If your project requires that you create a new XML document format, the XML Document Format Style Guide may be helpful. In addition to actual style rules, it also contains advice on designing your own vs. adapting an existing format, on XML instance document formatting, and on elements vs. attributes.

The style guides in this project are licensed under the CC-By 3.0 License, which encourages you to share these documents. See https://creativecommons.org/licenses/by/3.0/ for more details.

The following Google style guides live outside of this project: Go Code Review Comments and Effective Dart.

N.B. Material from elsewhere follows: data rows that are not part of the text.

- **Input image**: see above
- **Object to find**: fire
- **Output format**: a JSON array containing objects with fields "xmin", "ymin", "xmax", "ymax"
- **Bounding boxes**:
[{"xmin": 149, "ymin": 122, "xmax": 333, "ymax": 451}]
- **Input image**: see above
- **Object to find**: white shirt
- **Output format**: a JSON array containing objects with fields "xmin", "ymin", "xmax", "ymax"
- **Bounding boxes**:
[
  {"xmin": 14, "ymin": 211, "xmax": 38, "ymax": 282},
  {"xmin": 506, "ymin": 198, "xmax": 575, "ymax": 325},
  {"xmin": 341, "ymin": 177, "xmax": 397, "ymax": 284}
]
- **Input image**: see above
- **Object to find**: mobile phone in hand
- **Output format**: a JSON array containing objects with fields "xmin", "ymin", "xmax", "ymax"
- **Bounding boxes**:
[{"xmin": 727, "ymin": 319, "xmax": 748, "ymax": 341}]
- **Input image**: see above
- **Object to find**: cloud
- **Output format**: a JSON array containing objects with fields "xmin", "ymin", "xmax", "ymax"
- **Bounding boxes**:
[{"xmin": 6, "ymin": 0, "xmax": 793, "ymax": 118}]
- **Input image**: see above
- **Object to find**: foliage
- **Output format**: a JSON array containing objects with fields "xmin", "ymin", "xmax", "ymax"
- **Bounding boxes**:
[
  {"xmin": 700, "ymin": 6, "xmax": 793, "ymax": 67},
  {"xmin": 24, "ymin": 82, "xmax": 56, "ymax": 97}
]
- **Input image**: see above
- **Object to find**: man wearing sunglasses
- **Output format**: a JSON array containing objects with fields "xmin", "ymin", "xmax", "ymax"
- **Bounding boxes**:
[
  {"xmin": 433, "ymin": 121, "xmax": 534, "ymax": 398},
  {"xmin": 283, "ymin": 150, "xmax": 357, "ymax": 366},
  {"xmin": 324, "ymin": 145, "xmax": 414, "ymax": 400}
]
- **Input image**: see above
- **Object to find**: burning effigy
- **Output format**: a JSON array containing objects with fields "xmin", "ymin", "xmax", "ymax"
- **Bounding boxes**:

With few exceptions, these style guides are copies of Google‘s internal style guides to assist developers working on Google owned and originated open source projects. Changes to the style guides are made to the internal style guides first and eventually copied into the versions found here. External contributions are not accepted. Pull requests are regularly closed without comment. Issues that raise questions, justify changes on technical merits, or point out obvious mistakes may get some engagement and could in theory lead to changes, but we are primarily optimizing for Google’s internal needs.